- Directed by: Seijun Suzuki
- Written by: Hajime Takaiwa Taijiro Tamura (novel)
- Produced by: Kaneo Iwai
- Starring: Tamio Kawachi Yumiko Nogawa
- Cinematography: Kazue Nagatsuka
- Edited by: Akira Suzuki
- Music by: Naozumi Yamamoto
- Distributed by: Nikkatsu
- Release date: February 28, 1965;
- Running time: 96 minutes
- Country: Japan
- Language: Japanese

= Story of a Prostitute =

1965 film by Seijun Suzuki

Story of a Prostitute (春婦伝, Shunpuden) is a 1965 Japanese romantic war drama film directed by Seijun Suzuki. It is based on a story by Taijiro Tamura who, like Suzuki, had served as a soldier in the war.

==Plot==
Disappointed by the marriage of her lover to a woman he does not love, prostitute Harumi drifts from the city to a remote Japanese outpost in Manchuria to work in a "comfort house," or brothel, during the Sino-Japanese War. The commanding adjutant there takes an immediate liking to the new girl, but she is fascinated by and comes to love Mikami, the officer's aide. At first he is naughty and indifferent to the girl, which enrages her, but they are eventually drawn together. Abused and manipulated by the adjutant, she grows to hate the officer and seeks solace in Mikami's arms. They carry on a clandestine affair, which is a dangerous breach of code for both of them.

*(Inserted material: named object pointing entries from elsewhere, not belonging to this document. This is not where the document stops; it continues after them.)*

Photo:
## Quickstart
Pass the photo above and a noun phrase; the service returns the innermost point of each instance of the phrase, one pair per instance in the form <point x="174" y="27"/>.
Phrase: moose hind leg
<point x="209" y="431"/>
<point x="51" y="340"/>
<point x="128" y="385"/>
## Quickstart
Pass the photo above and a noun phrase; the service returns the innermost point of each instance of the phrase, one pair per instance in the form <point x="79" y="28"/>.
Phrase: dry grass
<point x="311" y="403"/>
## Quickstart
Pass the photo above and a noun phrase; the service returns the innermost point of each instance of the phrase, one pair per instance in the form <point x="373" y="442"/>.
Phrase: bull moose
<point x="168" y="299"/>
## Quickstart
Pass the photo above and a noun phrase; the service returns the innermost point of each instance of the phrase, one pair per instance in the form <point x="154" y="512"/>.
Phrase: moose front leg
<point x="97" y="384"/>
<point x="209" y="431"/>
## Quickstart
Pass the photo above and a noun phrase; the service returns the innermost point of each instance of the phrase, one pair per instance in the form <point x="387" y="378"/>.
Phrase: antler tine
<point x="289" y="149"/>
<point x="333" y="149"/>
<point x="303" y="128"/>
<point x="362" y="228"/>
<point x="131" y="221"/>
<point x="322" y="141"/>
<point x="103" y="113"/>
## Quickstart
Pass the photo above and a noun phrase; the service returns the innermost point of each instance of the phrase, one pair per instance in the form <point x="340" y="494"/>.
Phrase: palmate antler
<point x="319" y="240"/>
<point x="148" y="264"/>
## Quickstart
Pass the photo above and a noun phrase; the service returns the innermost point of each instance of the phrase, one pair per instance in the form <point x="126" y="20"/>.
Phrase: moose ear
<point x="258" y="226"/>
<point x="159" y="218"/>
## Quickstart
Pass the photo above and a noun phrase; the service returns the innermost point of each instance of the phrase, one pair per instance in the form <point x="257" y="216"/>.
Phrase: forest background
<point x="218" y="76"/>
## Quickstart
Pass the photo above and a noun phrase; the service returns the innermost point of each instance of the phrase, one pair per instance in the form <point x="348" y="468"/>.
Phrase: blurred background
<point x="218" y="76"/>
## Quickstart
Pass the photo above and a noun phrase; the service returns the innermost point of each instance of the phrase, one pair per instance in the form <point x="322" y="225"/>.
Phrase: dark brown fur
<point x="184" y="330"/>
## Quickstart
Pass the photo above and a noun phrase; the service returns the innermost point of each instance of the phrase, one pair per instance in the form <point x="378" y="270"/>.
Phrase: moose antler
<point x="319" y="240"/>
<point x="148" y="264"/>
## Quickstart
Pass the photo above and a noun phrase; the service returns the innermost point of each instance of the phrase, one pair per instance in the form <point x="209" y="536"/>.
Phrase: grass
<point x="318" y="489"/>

Tragedy strikes when Chinese guerrillas attack the outpost and Mikami is severely wounded in a trench. Harumi runs to him and they are both captured by the enemy while he is unconscious. The Chinese dress his wounds and he is given the opportunity to withdraw with them as a prisoner of war. Mikami refuses their offer, stating he is duty-bound not to be captured at all, and only Harumi's intervention prevents him from killing himself. Once again in the custody of the Japanese, Harumi is sent back to the brothel, and Mikami is to be court-martialed and executed in disgrace. Harumi begs the adjutant for mercy, but he has none. During another attack on the outpost, Mikami escapes with Harumi's aid, but instead of fleeing with her, he decides to blow himself up to restore his and his battalion's honor. She leaps on him and they die together.

==Cast==
- Yumiko Nogawa as Harumi
- Tamio Kawachi as Pvt. Shinkichi Mikami
- Isao Tamagawa as Lt. Narita
- Jūkei Fujioka as Kimura
- Shoichi Ozawa as Sgt. Akiyama

==Production==
In 1950, Tamura's story was made into a more romantic film, Escape at Dawn, co-written by Akira Kurosawa and directed by Senkichi Taniguchi. For the Nikkatsu adaptation, Suzuki drew upon his firsthand experience at the wartime front to portray the conditions and behavior in a more realistic light. What was presented in the film and the actual conditions "probably aren't that different," Suzuki said in a 2005 interview. Most Japanese war movies portrayed the era with healthy doses of tragedy, but Suzuki infused an air of ludicrousness in his film. His own opinion of the wartime military experience was that beside the brutality, it was "extremely comical and absurd."

Suzuki could not film on location in China, so studio sets and lookalike locations in Japan were used.

==Reception==
At this time, Suzuki was at regular odds with Nikkatsu, his studio. He would be given a project and expected to direct it in workmanlike fashion, but he consistently introduced stylistic nuances and levels of realism that the studio resented.

Suzuki didn't at first get critical attention as a "B-movie director." By 1965, some critics began to take note of his style, but this film had very mixed reviews, mostly disappointing. In this case, the first version of Tamura's story was chaste (the girls were "entertainers," not "comfort women") and romantically inclined, and Suzuki portrayed a far more realistic portrait of the ugly side of Japanese military life. Critic Tadao Sato noted that most films portray the very meditative and serene traditions that Japanese are known for, but Suzuki also dramatizes "another tradition that is the complete opposite ... very disorderly and grotesque." This and the realistic onscreen depiction of sexuality and sadism didn't win over audiences.

It's because in drama ... you need some kind of moral code or something binding that the characters either submit to or resist. You need to have that element in creating drama. When you watch a western, you see that its foundation is the spirit of sacrifice. The drama in a western develops from that foundation. In Japanese films we don't share that element. A code is the foundation for us. As an army has its own code, prostitutes have their own code. Characters bound by such a code either resist it or submit to it.
— Seijun Suzuki

==Release==

===Home media===
Story of a Prostitute has been released on DVD as part of The Criterion Collection.